Calley’s defense all along has been that he was following orders.  That was denied by his superior officer.  If Calley’s assertion had been determined right,  he would still have had the problem of following an unlawful order.   

John  Nix says whether an order is lawful or not can end up in a courtroom dispute.  He warns that if a soldier decides not to follow one, he had better be right because the consequences can be dire.  However, the consequences of following an illegal order can also be dire.

According to About.com, the Manual for Courts-Martial says, “An order requiring the performance of a military duty or act may be inferred to be lawful and it is disobeyed at the peril of the subordinate. This inference does not apply to a patently illegal order, such as one that directs the commission of a crime.

Who decides whether an order is lawful or not? It’s certainly not the soldier who decided not to follow the order.  About.com puts it this way: “Ultimately, it’s not whether or not the military member thinks the order is illegal or unlawful, it’s whether military superiors (and courts) think the order was illegal or unlawful.”

Wonder how much, if any, training about whether an order is legal or not is given to the average soldier.  I never got any. When I was in basic training I was told just how horrible my life could be if I disobeyed an order.  Nobody ever said, that I can remember,  that I didn’t have to obey an unlawful order.  Maybe it’s different now.  I took basic training fifty-five years ago. 

Basic training graduation ceremony parade, National Infantry Museum, Ft. Benning/Columbus Basic training class graduation ceremony parade, June, 2009, National Infantry Museum, Ft. Benning/Columbus, GA 

One Response to “WHEN IS AN ORDER UNLAWFUL?”

  1. Bob Cox Says:

    Dick, I’m a little late finding your blog. I saw a post on Facebook about it.

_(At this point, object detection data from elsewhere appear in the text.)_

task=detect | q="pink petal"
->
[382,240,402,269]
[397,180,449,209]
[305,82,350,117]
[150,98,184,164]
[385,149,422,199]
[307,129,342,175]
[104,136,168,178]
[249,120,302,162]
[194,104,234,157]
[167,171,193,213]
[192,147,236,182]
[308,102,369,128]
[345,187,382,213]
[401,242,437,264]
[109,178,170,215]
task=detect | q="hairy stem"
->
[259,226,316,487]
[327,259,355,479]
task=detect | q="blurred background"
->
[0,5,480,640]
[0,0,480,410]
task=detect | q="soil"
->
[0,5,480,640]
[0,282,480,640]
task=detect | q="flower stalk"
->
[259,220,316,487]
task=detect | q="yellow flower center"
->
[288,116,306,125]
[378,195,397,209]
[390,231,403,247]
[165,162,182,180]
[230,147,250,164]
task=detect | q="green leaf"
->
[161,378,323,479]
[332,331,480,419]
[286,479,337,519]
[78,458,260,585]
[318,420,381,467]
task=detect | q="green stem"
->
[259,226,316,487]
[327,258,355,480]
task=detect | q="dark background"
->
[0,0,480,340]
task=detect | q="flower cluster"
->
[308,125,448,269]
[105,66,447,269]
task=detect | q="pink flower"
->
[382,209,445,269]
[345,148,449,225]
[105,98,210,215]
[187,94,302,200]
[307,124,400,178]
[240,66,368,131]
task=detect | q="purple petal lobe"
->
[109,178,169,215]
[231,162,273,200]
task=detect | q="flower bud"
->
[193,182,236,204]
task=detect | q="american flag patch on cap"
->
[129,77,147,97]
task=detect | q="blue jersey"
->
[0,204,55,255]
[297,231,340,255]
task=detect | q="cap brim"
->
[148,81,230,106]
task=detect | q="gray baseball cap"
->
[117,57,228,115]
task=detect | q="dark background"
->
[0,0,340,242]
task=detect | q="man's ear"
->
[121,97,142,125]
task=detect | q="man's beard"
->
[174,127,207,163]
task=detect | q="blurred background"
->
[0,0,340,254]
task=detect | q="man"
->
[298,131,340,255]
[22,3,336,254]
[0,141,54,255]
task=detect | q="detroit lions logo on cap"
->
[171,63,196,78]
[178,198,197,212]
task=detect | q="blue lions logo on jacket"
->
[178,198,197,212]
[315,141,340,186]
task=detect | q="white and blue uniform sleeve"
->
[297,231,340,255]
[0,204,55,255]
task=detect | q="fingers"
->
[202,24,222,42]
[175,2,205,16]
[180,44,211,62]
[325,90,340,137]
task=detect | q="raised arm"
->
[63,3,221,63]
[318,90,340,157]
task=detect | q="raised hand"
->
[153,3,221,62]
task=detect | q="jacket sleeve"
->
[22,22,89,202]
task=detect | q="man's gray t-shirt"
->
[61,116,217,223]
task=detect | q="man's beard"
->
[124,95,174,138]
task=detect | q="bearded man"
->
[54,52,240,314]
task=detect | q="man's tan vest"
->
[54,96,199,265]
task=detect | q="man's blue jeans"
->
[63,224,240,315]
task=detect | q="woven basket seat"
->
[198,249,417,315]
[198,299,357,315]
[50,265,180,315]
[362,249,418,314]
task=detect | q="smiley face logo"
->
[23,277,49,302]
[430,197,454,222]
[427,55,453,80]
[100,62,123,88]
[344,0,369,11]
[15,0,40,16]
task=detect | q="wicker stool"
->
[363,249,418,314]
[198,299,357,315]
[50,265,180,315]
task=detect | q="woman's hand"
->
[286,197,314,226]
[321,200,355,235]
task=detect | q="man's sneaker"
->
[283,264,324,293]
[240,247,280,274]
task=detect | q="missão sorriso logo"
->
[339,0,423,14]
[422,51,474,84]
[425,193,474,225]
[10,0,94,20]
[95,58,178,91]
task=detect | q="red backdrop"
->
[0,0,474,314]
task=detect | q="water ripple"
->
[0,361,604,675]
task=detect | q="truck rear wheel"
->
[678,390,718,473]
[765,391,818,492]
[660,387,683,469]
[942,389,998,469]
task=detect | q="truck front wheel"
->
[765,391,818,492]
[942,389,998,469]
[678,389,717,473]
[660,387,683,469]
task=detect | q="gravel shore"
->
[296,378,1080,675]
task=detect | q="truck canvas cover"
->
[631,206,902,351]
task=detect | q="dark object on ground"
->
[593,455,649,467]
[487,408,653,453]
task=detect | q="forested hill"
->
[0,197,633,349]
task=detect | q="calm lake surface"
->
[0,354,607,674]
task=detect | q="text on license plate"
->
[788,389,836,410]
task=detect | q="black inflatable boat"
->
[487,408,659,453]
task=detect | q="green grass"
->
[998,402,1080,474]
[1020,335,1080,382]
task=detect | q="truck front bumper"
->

    I was working in Columbus at AHP Medical Gloves at the time of Lt. Calley’s trial. I recall there were many army wives at the factory and a few of them penciled a petition saying Calley should be set free. One of them handed it to me and said, “Sign This.” I told them that was impossible because I thought he was guilty of shooting Senior Citizens , children, women and non- combatants. This enraged many people and someone said, “Thats the way you damned Mexicans think.” Actually I’m Welsh Irish descent, but I lived off and on in Mexico and in fact am now in Mexico. In the heat and ignorance of the moment, and I’m sure the ladies there most of whom were married to soldiers, felt that their husbands could be in Calley’s shoes. They handed the petition to a Japanese girl who I knew had been in Hiroshima when the A-bomb was dropped and told her, “Sign this.” I told her, “Dont sign it Aiko. The next petition will be one saying lets drop an A-bomb on Hiroshima. “But this might happen to my husband,” she said. I remarked, “Somehow I can’t see your husband machine gunning 6-month-old children in a ditch.”
    On another note, I was in the ROTC at Jordan High. One day the Captain was giving a talk on types of ammo used in M1′s in the basement firing range. Black tips are armor-piercing; red tip bullets are incendiaries. You see a grass shack on a hill, you fire a few rounds into it and set it on fire, the enemy runs out and you shoot them. I asked, “And if the people fleeing are civilians?” He said, “Shoot them anyway, its good target practice.” I remarked, “Isn’t that against Geneva Convention rules?” He glared at me and said, “You’re a Goddam Commie arent you?” That was the beginning of the end of my military career at Jordan. After that I tried to set a Guiness World record of getting the most demerits. In two months I was taking Study Hall instead of ROTC.
    Enjoy your articles Dick. It’s taking me awhile to go through older posts.